Only with a relatively high CV (compared to the one of AUC) you may face a situation where you have to base the sample size on Cmax.

previous section ↩︎

Multiple Treatments

    

In the most simple case one may compare two test treatments to one reference and want to demonstrate equivalence of both. The well-known Bon­ferroni-adjustment can be used \[\begin{equation}\tag{6} \alpha_\textrm{adj}=\alpha\,/\,k \end{equation}\] where \(\small{k}\) is the number of simultaneous tests. The Type I Error \(\small{TIE}\) will always be controlled because \[\begin{equation}\tag{7} TIE=1-{(1-\alpha_\textrm{adj})}^k \end{equation}\] For \(\small{\alpha=0.05}\) and \(\small{k=2}\) we get \(\small{0.049375<\alpha}\).

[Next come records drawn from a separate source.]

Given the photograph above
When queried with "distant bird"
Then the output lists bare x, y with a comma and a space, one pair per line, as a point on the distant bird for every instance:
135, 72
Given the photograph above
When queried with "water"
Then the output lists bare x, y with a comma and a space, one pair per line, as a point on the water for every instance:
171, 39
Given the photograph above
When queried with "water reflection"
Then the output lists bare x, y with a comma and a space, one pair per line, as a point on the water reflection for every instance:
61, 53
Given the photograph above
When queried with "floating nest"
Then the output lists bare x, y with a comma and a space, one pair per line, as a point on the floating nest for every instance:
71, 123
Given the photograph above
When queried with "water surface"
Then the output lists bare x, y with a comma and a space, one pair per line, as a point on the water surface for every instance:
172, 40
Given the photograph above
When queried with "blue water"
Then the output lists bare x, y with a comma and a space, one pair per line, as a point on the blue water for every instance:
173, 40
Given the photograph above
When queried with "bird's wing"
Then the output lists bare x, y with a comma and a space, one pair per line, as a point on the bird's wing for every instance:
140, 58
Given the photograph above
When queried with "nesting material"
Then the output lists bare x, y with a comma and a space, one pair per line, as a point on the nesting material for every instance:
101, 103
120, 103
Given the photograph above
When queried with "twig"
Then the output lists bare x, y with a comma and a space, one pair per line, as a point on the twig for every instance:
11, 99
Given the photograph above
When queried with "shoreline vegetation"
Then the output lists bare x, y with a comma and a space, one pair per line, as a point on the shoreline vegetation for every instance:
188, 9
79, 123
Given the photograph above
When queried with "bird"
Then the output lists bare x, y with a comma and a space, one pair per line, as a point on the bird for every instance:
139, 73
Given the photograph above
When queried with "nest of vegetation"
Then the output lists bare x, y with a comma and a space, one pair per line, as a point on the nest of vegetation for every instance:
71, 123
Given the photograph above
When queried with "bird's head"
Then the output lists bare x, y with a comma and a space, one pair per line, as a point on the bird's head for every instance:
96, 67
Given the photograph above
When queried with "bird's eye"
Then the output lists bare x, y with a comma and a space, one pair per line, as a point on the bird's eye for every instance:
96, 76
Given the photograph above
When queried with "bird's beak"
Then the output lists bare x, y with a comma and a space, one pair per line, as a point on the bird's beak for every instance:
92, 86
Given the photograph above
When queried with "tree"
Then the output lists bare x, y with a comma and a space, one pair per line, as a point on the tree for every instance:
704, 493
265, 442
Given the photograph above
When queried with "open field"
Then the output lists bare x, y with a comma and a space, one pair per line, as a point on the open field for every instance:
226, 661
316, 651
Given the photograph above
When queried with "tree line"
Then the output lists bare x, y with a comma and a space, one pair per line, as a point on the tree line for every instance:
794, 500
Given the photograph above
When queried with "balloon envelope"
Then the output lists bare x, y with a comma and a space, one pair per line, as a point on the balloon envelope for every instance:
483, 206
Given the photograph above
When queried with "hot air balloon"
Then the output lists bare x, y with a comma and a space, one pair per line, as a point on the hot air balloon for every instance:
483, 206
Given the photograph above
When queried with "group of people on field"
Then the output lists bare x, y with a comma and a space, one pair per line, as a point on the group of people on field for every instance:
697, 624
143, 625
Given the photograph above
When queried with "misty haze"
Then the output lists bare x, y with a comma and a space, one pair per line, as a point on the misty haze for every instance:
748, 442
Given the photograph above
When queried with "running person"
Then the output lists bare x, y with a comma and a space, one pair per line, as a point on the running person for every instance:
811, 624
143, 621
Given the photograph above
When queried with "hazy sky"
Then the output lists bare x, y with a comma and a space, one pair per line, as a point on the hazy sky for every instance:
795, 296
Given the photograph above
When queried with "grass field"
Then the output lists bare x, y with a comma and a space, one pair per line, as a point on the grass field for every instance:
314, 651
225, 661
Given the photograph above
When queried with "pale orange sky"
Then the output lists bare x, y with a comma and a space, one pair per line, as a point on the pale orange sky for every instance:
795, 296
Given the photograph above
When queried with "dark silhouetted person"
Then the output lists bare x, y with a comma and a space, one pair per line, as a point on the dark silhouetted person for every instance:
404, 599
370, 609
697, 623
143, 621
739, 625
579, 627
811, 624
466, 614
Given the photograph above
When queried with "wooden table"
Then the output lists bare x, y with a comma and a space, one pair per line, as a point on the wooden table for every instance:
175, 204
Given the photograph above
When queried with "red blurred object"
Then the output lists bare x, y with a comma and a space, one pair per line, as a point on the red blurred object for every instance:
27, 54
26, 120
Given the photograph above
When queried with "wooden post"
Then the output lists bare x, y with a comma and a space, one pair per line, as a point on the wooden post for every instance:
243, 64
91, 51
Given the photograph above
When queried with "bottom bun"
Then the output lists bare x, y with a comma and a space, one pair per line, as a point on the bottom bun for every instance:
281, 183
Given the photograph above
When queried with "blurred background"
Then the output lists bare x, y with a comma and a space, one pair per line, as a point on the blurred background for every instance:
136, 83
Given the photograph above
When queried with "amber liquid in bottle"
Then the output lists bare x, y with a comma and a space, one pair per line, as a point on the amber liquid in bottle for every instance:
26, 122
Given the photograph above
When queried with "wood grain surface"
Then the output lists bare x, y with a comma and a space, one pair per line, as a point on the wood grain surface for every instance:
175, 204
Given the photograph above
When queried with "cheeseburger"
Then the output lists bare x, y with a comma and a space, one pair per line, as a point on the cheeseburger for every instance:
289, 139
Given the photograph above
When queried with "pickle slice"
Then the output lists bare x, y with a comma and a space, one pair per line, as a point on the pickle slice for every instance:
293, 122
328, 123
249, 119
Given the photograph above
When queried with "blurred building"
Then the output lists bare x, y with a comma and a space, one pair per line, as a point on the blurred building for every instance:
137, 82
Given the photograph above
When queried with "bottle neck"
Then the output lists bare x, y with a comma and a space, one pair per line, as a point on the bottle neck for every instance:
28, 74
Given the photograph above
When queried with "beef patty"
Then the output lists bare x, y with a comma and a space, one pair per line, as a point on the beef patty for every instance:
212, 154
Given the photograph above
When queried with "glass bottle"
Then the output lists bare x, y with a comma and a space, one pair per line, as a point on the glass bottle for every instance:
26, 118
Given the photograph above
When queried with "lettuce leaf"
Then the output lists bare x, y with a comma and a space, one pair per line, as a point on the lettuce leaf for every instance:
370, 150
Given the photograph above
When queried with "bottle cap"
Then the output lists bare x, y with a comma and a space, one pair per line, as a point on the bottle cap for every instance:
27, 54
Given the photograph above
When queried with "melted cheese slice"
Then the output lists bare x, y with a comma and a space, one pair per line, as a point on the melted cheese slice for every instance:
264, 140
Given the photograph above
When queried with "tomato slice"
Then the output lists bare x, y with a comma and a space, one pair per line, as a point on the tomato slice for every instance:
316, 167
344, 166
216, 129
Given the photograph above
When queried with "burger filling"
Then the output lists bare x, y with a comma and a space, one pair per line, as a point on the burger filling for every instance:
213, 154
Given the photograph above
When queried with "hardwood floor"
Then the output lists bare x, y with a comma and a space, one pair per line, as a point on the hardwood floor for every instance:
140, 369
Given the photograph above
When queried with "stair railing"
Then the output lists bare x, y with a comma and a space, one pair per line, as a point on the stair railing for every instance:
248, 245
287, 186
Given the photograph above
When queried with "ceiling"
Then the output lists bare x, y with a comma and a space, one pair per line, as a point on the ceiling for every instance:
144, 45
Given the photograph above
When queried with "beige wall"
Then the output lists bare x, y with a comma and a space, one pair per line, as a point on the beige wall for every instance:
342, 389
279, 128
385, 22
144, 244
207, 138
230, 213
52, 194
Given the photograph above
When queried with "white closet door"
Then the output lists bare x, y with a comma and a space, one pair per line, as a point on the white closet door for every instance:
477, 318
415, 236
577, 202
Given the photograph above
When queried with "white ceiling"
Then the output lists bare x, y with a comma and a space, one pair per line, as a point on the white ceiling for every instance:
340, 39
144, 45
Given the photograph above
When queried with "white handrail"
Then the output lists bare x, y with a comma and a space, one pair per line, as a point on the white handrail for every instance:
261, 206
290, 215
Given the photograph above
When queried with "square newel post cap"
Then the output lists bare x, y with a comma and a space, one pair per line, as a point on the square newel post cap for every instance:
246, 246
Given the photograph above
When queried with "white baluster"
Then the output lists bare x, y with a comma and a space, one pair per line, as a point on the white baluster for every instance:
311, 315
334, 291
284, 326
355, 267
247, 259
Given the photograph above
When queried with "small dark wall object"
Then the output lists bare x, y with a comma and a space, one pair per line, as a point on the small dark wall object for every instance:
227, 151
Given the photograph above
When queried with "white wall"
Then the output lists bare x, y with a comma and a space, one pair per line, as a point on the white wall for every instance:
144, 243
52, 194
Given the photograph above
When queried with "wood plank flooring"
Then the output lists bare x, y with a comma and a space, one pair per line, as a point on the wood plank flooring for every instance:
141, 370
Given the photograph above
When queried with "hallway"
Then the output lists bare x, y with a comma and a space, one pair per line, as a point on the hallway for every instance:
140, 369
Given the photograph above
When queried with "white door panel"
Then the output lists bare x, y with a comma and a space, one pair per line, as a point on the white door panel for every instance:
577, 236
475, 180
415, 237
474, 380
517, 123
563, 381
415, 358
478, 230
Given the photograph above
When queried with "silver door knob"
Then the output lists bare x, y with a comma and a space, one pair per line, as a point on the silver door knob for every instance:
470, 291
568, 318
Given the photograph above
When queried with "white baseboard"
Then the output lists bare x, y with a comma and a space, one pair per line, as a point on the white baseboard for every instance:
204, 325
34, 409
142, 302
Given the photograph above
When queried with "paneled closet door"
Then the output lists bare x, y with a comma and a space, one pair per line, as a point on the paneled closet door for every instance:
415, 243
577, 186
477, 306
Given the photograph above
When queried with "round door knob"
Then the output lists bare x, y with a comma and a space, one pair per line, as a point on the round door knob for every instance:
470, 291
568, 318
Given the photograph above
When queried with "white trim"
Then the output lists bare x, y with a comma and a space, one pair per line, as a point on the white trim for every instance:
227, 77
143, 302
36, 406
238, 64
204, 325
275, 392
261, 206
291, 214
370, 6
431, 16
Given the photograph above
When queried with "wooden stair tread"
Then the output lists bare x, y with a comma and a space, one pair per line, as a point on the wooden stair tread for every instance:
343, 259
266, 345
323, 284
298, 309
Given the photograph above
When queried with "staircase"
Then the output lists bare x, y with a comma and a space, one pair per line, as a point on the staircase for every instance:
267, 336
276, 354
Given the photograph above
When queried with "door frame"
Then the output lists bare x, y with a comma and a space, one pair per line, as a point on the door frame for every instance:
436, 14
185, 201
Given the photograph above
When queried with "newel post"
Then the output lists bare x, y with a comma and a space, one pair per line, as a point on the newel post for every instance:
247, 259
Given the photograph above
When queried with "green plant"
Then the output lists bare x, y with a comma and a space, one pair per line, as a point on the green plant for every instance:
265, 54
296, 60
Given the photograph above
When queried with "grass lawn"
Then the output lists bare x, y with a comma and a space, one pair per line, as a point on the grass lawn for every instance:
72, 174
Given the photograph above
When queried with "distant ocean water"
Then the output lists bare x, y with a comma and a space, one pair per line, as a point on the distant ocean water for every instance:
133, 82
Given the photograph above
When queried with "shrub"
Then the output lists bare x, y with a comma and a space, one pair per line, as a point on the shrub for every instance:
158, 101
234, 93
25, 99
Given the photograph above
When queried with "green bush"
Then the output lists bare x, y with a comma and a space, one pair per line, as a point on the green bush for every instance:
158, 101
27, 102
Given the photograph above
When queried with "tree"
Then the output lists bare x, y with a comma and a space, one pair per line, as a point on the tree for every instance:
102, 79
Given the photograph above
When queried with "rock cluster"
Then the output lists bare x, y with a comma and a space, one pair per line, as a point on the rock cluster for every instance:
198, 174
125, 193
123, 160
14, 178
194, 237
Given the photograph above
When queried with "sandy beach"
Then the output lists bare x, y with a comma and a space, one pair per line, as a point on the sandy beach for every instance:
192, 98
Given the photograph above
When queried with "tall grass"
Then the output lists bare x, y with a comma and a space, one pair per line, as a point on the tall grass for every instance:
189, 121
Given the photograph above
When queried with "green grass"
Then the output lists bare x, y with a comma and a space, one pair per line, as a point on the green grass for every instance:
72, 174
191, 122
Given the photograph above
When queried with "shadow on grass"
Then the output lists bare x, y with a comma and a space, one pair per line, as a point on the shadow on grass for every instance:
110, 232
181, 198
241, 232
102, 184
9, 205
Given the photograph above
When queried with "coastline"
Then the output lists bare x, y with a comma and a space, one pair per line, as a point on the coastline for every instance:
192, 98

Of course, all comparisons in the study should be done by \(\small{100\,(1-2\,\alpha_\textrm{adj})}\) confidence intervals.

Extending the basic example and using the argument alpha:

k         <- 2        # comparisons
alpha.adj <- 0.05 / k # Bonferroni
sampleN.TOST(alpha = alpha.adj, CV = 0.45,
             theta0 = 0.95, targetpower = 0.80,
             design = "2x2x4")
# 
# +++++++++++ Equivalence test - TOST +++++++++++
#             Sample size estimation
# -----------------------------------------------
# Study design: 2x2x4 (4 period full replicate) 
# log-transformed data (multiplicative model)
# 
# alpha = 0.025, target power = 0.8
# BE margins = 0.8 ... 1.25 
# True ratio = 0.95,  CV = 0.45
# 
# Sample size (total)
#  n     power
# 52   0.813541

The sample size increased by ~10% from the 42 subjects required in a single comparison.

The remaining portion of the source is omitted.